Following the Senate Economics Legislation Committee public hearings and report into the bill, Labor still has significant concerns with the legislation. These are mainly about the implementation design, the lack of consultation by the government and Treasury, the low compliance rate and the lack of a regulatory impact statement. The change to these GST arrangements was announced in the 2016 budget and slated to commence on 1 July 2017. Hearings by the Senate inquiry into the bill unearthed significant concerns amongst stakeholders that a commencement date of 1 July would not enable enough time for preparation. Even if this was the best bill in the history of the parliament being planned for commencement from 1 July, why are we here talking about it on 12 June? There are only a few days until this kicks off. The government is allowing no time for businesses to adjust and to allow the systems to be put in place to see this rather significant change implemented. In fact, the government-dominated Senate Economics Legislation Committee also recommended the bill's implementation date be delayed by one year—I stress, that is the government-dominated Senate Economics Legislation Committee.

So who is there left to convince that the commencement has to be pushed back? If this extra year were agreed to by the government, it would allow the government to better engage with stakeholders to address concerns raised specifically about implementation and other matters of concern with this piece of legislation. While the government often chooses to lecture us about bipartisanship, here is an example of where the Labor Party has offered bipartisan support, agreed to the principle of the legislation and asked for greater consultation about the implementation of this significant change. It looks as though this olive branch has been rejected by the government and the Treasurer, who have both managed to completely bungle the implementation of the GST threshold changes.

This brings me to the next area of policy change, and that is enforcement. In short, in the Senate committee inquiry, eBay claimed that Treasury officials had told them they expected a 25 to 30 per cent compliance rate from the model set out in this legislation. Treasury officials later stated that they expected this compliance rate in the third year of operation and for it to reach maturity in 2022-23 at 54 per cent. I am not familiar with the modelling. However, how can this bill in its current form purport to level the playing field while only having a 54 per cent compliance rate target? The Senate inquiry made it clear that overseas jurisdictions—for example, the United States and China—will not enforce the measure on the tax office's behalf. So compliance with these measures will largely be reliant on the goodwill of overseas operators. Clearly, that is not good enough.
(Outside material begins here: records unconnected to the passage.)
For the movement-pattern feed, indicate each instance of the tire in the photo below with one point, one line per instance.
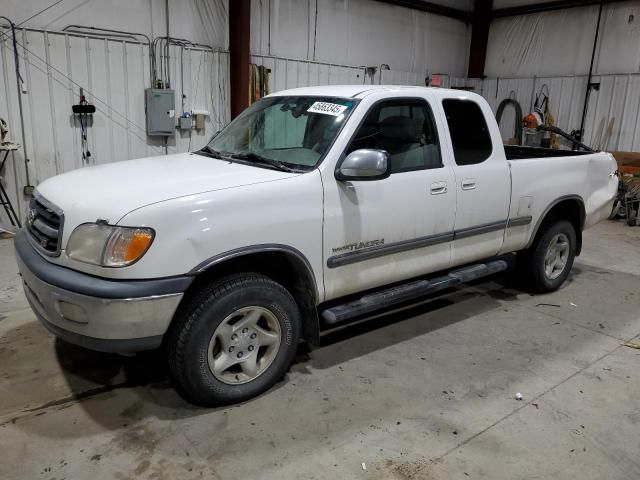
(234, 340)
(533, 262)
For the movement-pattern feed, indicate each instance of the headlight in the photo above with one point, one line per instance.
(108, 245)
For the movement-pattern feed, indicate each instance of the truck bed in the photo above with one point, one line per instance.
(517, 152)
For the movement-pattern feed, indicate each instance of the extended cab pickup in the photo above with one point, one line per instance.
(313, 208)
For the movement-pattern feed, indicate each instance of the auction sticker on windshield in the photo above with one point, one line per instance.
(327, 108)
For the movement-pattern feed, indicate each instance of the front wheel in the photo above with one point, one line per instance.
(234, 340)
(548, 262)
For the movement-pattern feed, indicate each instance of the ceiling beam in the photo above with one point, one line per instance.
(431, 8)
(546, 7)
(480, 24)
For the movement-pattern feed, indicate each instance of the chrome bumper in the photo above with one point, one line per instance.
(122, 325)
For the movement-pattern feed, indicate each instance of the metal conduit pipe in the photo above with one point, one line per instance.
(590, 85)
(109, 32)
(16, 61)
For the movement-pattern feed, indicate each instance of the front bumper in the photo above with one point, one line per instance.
(97, 313)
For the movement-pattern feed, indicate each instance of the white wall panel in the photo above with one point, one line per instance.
(114, 74)
(201, 21)
(560, 42)
(613, 116)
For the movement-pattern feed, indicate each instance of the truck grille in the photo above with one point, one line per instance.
(44, 224)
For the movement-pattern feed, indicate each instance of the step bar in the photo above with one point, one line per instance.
(373, 302)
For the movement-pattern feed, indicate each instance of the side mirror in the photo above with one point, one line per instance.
(364, 164)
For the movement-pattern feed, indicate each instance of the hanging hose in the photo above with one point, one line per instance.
(518, 121)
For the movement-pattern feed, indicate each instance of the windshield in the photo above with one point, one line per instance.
(293, 131)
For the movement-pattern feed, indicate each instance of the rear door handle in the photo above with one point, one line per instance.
(438, 188)
(468, 184)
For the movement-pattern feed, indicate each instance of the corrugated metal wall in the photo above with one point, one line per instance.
(613, 116)
(114, 75)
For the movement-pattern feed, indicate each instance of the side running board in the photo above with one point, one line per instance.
(409, 291)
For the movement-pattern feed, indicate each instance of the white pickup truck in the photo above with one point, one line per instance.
(315, 207)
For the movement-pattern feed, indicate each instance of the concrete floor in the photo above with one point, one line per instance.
(428, 394)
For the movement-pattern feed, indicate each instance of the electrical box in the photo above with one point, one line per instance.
(160, 110)
(184, 123)
(199, 116)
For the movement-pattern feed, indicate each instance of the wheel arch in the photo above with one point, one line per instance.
(567, 207)
(283, 264)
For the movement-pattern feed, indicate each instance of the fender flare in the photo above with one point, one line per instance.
(546, 211)
(260, 248)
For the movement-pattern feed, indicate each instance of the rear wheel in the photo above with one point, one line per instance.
(234, 340)
(548, 262)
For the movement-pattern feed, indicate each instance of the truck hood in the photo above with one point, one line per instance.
(112, 190)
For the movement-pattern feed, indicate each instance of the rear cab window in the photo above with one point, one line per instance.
(469, 132)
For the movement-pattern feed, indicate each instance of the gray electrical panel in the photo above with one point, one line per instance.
(160, 109)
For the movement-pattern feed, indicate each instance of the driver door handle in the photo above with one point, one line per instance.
(438, 188)
(468, 183)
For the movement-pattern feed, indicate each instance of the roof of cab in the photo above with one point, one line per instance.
(359, 91)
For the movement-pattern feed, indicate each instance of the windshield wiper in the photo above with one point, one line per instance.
(254, 157)
(213, 153)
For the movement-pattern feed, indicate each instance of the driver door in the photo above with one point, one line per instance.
(384, 231)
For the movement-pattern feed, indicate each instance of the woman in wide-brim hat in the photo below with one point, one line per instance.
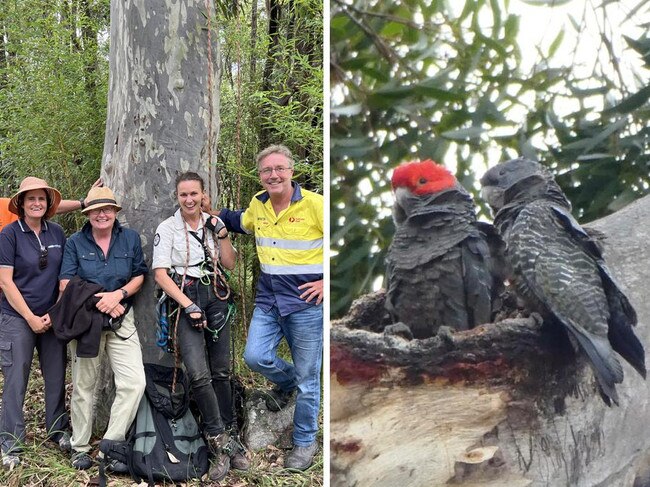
(31, 251)
(105, 253)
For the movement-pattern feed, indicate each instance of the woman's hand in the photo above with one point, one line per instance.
(109, 302)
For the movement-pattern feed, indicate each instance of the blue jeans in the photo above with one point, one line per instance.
(303, 331)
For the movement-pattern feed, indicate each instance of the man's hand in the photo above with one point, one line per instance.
(312, 290)
(39, 324)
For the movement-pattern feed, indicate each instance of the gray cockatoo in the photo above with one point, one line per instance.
(558, 269)
(438, 268)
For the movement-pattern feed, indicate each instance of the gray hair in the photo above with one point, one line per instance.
(275, 149)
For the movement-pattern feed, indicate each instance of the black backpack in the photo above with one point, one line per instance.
(164, 442)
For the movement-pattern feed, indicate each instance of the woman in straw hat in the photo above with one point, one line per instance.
(105, 253)
(31, 250)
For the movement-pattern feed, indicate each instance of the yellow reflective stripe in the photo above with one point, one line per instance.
(292, 269)
(281, 243)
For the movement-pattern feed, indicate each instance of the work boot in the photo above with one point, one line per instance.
(301, 457)
(81, 460)
(277, 399)
(220, 464)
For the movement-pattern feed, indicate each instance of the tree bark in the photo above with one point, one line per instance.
(159, 120)
(503, 404)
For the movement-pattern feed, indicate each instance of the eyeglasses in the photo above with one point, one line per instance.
(278, 170)
(109, 210)
(42, 261)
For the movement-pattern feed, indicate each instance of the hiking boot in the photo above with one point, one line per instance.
(10, 460)
(64, 442)
(220, 447)
(219, 467)
(301, 457)
(118, 467)
(81, 460)
(238, 461)
(277, 399)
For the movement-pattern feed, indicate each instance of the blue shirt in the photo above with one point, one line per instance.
(19, 248)
(289, 246)
(84, 258)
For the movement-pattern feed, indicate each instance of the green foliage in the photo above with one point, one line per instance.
(417, 79)
(53, 98)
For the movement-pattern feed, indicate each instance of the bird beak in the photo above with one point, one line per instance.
(493, 195)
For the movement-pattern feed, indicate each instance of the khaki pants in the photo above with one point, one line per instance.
(125, 358)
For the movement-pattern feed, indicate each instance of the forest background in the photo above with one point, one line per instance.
(468, 84)
(53, 105)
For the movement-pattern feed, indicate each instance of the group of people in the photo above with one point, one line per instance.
(47, 281)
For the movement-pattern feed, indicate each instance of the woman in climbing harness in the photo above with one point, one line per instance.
(189, 249)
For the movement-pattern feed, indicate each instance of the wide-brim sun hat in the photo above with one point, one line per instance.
(100, 197)
(31, 183)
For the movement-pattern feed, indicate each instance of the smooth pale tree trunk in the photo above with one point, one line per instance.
(505, 404)
(159, 124)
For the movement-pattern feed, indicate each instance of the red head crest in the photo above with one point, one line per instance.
(421, 178)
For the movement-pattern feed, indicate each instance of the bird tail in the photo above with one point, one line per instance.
(606, 367)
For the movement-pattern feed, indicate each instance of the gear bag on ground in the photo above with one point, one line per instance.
(164, 442)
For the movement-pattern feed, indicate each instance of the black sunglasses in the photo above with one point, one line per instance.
(42, 261)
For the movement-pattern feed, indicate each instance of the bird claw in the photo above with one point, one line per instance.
(446, 334)
(399, 329)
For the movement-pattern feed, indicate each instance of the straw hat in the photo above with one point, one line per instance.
(100, 197)
(30, 183)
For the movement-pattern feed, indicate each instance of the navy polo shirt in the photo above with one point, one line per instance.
(19, 248)
(84, 258)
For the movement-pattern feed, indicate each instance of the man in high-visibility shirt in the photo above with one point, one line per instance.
(287, 222)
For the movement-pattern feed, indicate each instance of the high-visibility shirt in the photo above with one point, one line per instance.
(6, 217)
(289, 246)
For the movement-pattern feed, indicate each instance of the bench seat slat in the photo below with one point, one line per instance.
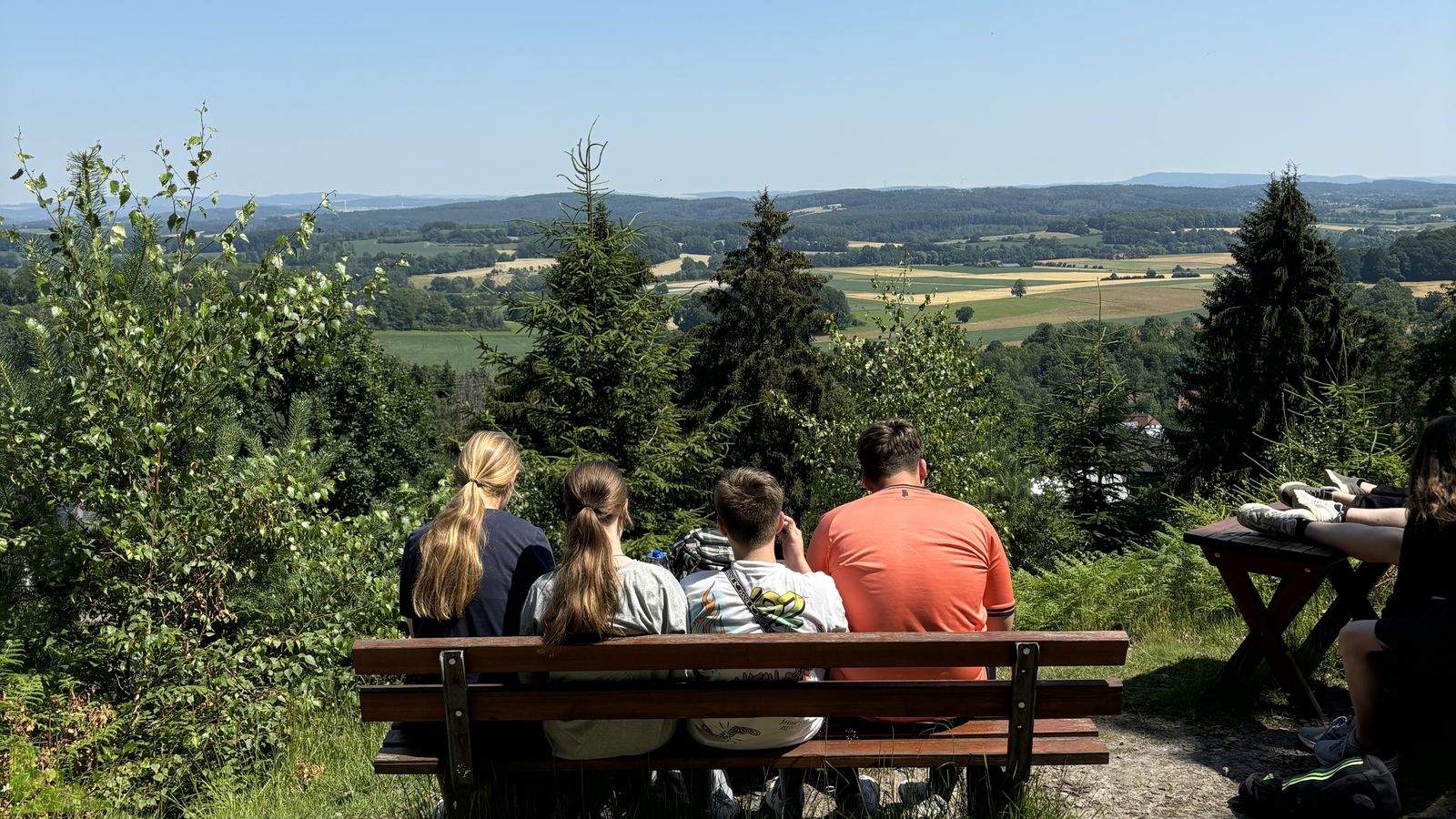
(830, 698)
(814, 753)
(667, 652)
I now want to go to the final area of this legislation that the government has managed to bungle. As everyone is aware, the Treasurer likes to talk about reducing the impact of red tape. Yet in this case he has failed to produce a regulation impact statement. I remember that in the 44th Parliament we had those grand occasions called the red tape repeal days. That was the member for Warringah's great achievement and great gift to the nation! We had a conga line of backbenchers lining up to talk about the red tape they were reducing. Sadly, this Treasurer is cancelling the red tape reduction parties. Instead, he has chosen not even to consider the impacts of this legislation.